Utopia 56, l’association d’aide aux migrants, installe des tentes en plein Paris aux côtés d’une trentaine de jeunes à la rue pour obliger l’État à créer un dispositif d’hébergement pour jeunes migrants.
« Chaque nuit, depuis des années, des centaines de jeunes arrivés en France sans leurs parents, dorment à la rue faute d’hébergement, dénonce l’association Utopia 56. Pour eux, des filles comme des garçons, l’État fait le choix de ne pas reconnaître leur minorité. Pour mettre fin à l’errance de ces jeunes, partout en France, nous demandons la création de structures d’accompagnement et d’hébergement adaptées. »
Et, pour bien se faire entendre, l’association d’aide aux migrants a décidé, dès ce samedi 28 mai 2022, d’installer des tentes place de la Bastille, à Paris, aux côtés d’une trentaine de jeunes actuellement à la rue.
Du Mali, d’Afghanistan, de Libye…
Chaque jour, les bénévoles d’Utopia 56 se relaient devant le dispositif d’évaluation de la minorité (Demie) au niveau du métro Couronnes à Paris afin d’orienter celles et ceux qui sont « refoulé (e)s », ajoute Utopia 56. Ces dispositifs existent dans chaque département, parfois gérés par des associations mandatées comme La Croix rouge ou France Terre d’asile, parfois par l’État et les services de l’aide sociale à l’enfance.
Ils viennent du Mali, du Bangladesh, de Côte d’Ivoire, d’Afghanistan et d’ailleurs.

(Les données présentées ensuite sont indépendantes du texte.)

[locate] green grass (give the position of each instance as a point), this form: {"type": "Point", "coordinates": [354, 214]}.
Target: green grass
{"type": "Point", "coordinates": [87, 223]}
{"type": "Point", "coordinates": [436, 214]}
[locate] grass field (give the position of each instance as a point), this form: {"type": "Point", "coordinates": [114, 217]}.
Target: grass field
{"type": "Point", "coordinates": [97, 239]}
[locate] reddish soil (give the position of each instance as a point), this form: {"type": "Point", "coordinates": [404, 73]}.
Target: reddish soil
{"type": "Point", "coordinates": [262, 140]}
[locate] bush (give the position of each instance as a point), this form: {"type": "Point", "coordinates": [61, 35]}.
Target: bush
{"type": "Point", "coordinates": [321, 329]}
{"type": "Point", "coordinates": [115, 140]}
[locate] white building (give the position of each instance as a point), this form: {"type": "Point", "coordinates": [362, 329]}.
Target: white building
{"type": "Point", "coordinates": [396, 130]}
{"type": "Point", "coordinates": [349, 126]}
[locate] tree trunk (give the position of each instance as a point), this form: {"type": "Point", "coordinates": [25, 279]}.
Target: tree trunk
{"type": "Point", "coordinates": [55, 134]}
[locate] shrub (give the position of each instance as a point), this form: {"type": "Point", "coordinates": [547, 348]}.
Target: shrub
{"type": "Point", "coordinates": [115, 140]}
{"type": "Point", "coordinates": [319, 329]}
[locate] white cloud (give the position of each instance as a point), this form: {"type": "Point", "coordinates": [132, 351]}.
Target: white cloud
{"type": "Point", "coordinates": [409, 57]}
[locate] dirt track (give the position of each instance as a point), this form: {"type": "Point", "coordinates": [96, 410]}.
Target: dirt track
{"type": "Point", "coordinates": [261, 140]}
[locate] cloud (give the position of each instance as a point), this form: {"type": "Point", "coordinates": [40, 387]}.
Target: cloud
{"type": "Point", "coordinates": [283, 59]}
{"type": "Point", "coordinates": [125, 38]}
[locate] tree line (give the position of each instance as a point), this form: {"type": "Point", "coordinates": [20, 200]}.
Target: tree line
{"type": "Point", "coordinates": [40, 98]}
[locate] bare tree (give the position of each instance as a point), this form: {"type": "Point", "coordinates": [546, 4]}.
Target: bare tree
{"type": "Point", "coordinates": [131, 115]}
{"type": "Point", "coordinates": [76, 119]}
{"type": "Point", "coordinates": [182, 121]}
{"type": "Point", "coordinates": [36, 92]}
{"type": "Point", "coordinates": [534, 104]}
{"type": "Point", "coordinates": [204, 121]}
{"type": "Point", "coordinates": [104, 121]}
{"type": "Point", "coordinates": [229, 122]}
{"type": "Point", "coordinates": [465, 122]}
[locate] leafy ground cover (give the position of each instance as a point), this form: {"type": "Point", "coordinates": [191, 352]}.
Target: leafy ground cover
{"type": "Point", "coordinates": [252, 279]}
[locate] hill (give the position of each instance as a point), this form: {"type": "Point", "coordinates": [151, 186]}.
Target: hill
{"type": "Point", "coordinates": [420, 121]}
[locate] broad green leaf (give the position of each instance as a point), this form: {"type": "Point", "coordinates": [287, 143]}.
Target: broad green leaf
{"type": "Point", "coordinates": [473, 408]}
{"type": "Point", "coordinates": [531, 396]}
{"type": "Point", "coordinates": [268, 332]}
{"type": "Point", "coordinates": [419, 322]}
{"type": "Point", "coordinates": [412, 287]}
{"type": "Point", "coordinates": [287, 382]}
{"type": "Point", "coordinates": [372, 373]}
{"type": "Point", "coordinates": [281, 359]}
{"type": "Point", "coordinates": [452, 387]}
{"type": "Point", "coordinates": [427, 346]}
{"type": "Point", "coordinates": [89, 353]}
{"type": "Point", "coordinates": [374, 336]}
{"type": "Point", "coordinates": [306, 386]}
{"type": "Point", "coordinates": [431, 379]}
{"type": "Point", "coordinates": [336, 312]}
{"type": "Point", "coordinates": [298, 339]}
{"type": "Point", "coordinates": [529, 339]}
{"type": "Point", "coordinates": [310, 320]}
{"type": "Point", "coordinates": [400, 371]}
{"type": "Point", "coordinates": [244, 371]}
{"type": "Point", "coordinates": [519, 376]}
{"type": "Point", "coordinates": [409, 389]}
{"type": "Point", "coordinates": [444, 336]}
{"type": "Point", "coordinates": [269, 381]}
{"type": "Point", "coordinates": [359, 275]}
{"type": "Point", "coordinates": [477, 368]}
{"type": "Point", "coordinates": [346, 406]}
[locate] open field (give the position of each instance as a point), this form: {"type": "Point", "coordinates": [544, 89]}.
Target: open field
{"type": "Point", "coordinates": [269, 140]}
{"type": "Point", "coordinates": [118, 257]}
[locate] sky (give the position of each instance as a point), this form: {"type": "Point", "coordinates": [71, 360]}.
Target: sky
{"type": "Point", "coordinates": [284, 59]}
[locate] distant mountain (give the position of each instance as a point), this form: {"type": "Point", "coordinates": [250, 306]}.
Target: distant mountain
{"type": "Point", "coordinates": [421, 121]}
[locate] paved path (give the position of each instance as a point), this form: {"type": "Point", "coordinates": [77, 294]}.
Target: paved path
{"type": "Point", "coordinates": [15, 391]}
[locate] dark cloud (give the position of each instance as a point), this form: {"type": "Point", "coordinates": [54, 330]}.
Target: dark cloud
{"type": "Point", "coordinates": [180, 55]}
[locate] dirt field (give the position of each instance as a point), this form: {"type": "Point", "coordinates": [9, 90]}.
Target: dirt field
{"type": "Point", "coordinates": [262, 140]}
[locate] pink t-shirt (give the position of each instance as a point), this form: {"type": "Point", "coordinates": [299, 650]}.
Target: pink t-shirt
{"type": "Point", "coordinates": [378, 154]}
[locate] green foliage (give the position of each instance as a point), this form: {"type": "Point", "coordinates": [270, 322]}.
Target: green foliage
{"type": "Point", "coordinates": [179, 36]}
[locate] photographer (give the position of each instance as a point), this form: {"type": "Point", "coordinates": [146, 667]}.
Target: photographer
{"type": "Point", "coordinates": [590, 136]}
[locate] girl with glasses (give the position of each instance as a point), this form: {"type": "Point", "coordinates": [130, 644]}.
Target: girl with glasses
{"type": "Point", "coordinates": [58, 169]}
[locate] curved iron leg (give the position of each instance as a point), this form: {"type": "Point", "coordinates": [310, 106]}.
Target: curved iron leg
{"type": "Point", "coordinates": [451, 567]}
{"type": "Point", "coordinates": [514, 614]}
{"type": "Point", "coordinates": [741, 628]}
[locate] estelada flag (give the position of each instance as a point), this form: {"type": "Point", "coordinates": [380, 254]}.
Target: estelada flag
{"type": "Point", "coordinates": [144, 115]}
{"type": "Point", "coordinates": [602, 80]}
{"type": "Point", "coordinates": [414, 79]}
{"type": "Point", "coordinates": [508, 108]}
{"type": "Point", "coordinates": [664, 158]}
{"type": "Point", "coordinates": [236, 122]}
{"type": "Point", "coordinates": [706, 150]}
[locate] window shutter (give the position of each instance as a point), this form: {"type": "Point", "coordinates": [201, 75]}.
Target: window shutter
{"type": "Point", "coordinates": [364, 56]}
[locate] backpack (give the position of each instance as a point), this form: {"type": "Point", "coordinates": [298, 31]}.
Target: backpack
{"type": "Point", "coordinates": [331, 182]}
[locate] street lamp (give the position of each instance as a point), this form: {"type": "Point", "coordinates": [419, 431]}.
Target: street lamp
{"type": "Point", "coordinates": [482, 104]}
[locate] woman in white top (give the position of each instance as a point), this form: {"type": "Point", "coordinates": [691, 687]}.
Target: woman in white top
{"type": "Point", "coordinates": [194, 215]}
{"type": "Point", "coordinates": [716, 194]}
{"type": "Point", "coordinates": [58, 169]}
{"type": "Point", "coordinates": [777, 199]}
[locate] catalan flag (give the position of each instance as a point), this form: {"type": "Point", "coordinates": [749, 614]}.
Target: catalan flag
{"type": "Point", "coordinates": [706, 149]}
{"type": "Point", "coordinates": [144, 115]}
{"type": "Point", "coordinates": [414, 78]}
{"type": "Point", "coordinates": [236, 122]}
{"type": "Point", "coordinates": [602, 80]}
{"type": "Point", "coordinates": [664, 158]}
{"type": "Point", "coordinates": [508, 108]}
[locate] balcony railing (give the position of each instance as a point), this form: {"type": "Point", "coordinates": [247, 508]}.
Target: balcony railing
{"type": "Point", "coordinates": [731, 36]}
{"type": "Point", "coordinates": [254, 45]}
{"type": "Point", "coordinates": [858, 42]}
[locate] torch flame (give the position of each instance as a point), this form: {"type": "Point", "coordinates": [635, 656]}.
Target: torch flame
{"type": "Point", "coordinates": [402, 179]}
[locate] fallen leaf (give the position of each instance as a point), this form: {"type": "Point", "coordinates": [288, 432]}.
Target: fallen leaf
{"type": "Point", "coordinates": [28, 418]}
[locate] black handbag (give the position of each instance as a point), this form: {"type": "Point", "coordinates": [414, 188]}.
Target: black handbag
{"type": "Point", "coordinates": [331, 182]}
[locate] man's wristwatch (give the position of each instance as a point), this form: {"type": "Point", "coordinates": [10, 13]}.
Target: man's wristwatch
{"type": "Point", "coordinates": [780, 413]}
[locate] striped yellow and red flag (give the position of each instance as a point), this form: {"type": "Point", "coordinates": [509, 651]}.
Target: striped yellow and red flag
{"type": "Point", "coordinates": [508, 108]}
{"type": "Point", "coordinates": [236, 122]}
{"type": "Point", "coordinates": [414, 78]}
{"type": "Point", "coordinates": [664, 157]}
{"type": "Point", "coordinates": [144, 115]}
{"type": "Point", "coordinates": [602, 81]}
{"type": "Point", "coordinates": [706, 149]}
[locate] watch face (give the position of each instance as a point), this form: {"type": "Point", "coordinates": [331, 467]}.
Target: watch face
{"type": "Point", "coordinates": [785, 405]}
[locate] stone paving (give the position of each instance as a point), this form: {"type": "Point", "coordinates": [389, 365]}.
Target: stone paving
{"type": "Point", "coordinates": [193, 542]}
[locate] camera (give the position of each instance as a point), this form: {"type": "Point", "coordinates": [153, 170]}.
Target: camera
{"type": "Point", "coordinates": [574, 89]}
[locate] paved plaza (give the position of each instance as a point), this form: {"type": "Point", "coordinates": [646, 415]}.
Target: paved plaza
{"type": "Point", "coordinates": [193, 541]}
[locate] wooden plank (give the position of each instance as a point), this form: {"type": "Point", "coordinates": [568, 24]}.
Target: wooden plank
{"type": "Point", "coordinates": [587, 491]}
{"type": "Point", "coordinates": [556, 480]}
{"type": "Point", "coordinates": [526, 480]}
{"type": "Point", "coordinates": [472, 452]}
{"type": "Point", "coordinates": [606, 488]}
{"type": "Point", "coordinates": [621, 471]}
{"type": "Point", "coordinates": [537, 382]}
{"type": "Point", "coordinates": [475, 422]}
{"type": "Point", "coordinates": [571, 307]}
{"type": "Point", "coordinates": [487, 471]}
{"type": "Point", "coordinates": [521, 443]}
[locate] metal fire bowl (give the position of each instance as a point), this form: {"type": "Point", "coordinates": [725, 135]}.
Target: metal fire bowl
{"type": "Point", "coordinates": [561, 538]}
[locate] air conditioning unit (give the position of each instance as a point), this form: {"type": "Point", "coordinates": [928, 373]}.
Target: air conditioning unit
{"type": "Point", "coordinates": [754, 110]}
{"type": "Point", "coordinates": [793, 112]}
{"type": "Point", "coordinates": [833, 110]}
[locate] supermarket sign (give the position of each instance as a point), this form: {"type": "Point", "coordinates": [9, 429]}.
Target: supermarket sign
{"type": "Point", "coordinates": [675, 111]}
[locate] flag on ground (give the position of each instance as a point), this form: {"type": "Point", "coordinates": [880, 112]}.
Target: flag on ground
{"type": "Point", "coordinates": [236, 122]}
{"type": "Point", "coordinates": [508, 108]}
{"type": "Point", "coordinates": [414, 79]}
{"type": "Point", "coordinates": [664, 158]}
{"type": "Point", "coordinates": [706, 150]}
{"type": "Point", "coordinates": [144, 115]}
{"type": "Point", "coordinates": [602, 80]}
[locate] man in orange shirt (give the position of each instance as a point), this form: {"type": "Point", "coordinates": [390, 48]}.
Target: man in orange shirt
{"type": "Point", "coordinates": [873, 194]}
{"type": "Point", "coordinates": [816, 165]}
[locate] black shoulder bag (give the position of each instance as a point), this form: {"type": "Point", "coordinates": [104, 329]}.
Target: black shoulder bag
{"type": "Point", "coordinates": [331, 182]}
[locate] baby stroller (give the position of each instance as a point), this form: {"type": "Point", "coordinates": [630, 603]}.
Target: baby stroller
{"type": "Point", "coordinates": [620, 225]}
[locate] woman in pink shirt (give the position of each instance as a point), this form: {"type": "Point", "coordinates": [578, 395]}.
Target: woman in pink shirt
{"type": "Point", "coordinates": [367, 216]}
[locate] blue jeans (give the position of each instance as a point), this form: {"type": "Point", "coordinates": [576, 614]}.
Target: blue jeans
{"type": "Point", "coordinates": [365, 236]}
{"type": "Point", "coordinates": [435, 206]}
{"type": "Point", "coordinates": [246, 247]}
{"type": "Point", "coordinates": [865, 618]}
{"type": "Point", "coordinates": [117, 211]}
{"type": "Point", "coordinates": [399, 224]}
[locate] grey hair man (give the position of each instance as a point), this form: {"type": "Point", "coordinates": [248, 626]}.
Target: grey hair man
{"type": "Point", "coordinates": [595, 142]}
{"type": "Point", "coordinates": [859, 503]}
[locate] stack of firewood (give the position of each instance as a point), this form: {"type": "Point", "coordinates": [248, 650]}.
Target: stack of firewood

Ils ont traversé, souvent seuls, le Sahara, la Libye, la Méditerranée, parfois pendant des années, avant d’arriver en France avec l’espoir de pouvoir étudier et grandir librement. Des parcours déjà traumatiques auxquels s’ajoute la violence de l’accueil : « Vos propos concernant votre famille sont insuffisants pour permettre de les rattacher à l’âge que vous déclarez. » Justification souvent avancée par le dispositif d’évaluation. Adama sera finalement reconnu mineur 9 mois plus tard, après avoir passé tout ce temps à la rue.
Avec de nombreuses associations à travers la France, Utopia 56 est quotidiennement mobilisée afin de leur venir en aide et initier une procédure de recours devant le juge des enfants dans le but d’établir leur minorité. Parmi les jeunes accompagnés par Utopia 56 à Paris, environ 65% d’entre eux ont finalement été reconnus mineurs en 2021 après avoir déjà passé plusieurs mois à la rue. En 2021, au sein de nos 8 antennes en France, les équipes d’Utopia 56 ont accompagné plus de 500 jeunes.
Une politique anti-campement
« L’État français construit sa politique de dissuasion migratoire autour du passage par la rue. Elle abandonne et maltraite ainsi quotidiennement ces enfants, avec l’espoir sadique de faire passer un message » affirme Pierre Mathurin, coordinateur d’Utopia 56 Paris.
À cette réalité de rue, s’ajoutent la solitude et le harcèlement auxquels ces jeunes doivent faire face quotidiennement. À Paris, une politique anti-campement, initiée par le préfet de police Didier Lallement, pousse chaque soir ces jeunes à l’errance, en quête d’un espace où ils pourront installer leur tente sans être délogés.
Suite à une saisine de 5 organisations, dont Utopia 56, auprès du comité des droits de l’enfant de l’ONU, une enquête a été ouverte. Elle a vocation à établir la réalité sur le traitement des mineurs isolés par la France déjà plusieurs fois condamnée par la Cour Européenne des Droits de l’Homme pour ses manquements.
La présomption de minorité
Place de la Bastille, Utopia 56 demande l’hébergement et l’accompagnement social de l’ensemble de ces jeunes, la reconnaissance et le respect de la présomption de minorité, de l’intérêt supérieur de l’enfant et du droit au recours effectif, partout en France, jusqu’à décision contraire du juge des enfants. En 2017, Emmanuel Macron avait promis la fin de la rue et de l’errance, cette réalité se joue maintenant.
Après deux refus de la préfecture de Police de Paris, l’association a enfin pu, au moyen d’un recours au tribunal administratif, mettre en place ce dispositif pour porter la voix de ces jeunes laissés en errance par l’État.